Detailed Description
There is a body of evidence that has evaluated the effect of Weight Watchers, a commercially available weight loss program, on changes in body weight. The current investigation aims to add to this body of evidence by providing additional data on changes in body weight and enhance the current evidence-base in regards to evaluating other health-related outcomes. There is no evidence that demonstrates whether or not the weight loss as a result of the Weight Watchers program elicits changes in health-related outcomes related to aerobic capacity, flexibility, functional fitness, sleep, and other psychological measures. Additionally, within a scientific research protocol, measures of adherence and satisfaction have not been evaluated. This study will evaluate these outcomes beyond weight changes achieved across the 24-week program.
Investigators
Renee J. Rogers
Assistant Professor
University of Pittsburgh
Eligibility Criteria
Inclusion Criteria
- •Male or female over age
- •Set "soft quotas" on the number of male and female participants - The desire is to have a 90% female / 10% male split.

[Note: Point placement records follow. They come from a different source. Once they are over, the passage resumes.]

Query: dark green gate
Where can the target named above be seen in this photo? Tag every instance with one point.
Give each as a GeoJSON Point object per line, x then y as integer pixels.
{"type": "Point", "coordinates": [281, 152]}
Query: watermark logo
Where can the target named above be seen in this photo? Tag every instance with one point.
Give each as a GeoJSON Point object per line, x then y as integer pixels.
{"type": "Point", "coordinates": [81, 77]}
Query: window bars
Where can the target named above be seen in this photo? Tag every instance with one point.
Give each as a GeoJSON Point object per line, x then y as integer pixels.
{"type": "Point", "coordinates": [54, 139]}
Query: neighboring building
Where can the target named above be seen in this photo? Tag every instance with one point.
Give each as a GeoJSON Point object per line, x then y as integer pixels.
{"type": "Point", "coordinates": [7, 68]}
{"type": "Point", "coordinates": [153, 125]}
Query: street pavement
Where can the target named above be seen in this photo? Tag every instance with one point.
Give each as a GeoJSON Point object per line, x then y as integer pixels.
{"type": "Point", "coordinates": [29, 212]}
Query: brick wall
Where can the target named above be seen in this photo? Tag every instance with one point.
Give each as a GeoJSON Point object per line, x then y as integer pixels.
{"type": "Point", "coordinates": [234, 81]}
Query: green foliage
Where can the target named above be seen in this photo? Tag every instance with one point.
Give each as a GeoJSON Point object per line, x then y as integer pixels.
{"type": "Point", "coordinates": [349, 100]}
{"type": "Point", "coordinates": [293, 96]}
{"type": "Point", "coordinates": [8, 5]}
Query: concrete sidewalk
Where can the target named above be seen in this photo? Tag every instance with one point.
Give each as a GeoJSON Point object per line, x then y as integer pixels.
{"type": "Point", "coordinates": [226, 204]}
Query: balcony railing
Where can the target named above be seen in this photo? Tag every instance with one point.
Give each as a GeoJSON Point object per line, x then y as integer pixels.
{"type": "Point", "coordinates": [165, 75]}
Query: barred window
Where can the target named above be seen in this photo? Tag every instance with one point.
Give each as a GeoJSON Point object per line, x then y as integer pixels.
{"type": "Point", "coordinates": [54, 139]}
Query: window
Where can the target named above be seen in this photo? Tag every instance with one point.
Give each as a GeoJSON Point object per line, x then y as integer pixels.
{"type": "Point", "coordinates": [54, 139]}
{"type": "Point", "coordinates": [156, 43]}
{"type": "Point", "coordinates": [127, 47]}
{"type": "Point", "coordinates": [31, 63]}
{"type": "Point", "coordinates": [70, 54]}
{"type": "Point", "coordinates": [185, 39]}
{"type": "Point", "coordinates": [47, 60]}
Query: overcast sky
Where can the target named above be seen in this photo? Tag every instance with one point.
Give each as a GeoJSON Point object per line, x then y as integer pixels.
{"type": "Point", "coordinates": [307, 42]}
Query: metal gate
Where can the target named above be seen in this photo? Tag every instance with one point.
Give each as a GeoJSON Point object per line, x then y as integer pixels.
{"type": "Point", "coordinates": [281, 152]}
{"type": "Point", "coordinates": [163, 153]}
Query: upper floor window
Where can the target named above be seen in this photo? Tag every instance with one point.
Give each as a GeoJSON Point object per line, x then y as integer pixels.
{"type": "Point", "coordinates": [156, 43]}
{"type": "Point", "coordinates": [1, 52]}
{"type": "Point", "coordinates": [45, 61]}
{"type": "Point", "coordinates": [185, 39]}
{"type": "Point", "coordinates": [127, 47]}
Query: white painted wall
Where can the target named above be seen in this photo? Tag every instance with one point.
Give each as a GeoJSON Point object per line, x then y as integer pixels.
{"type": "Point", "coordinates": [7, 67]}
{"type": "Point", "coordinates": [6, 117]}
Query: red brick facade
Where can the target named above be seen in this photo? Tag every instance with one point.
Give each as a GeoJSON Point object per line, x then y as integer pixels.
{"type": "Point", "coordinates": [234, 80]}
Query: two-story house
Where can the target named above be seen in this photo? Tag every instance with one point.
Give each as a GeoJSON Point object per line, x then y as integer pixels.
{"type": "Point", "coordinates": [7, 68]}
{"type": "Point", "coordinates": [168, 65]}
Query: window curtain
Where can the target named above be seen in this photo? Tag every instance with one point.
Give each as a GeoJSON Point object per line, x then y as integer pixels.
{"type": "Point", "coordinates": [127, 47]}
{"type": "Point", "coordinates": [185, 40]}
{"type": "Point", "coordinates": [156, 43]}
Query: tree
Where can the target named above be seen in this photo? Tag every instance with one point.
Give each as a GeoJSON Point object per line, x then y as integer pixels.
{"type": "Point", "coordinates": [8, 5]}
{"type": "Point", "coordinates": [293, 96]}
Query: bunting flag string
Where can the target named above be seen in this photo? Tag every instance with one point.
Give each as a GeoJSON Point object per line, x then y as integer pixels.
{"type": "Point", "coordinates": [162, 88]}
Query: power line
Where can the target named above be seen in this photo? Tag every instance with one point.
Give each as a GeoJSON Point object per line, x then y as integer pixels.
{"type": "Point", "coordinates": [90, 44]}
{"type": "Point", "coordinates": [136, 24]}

- •With or without previous Weight Watchers experience. Set quota on the number of participants with previous Weight Watchers experience at 65%.
- •Self reported height/weight resulting in a Body Mass Index (BMI) of 27 to 43 kg/m2 (will re-screen at facility).
- •Self report that he/she feels the need to lose weight.
- •Willing to discontinue any current over-the-counter (OTC) supplements not recommended/prescribed by physician, with the exception of multivitamins or other vitamin supplement.
- •Willing to follow recommendations required by study protocol.
- •Willing to include demographic information (e.g., ethnicity, income and education).
- •Willing to participate in consumer surveys and focus groups as a part of the intervention.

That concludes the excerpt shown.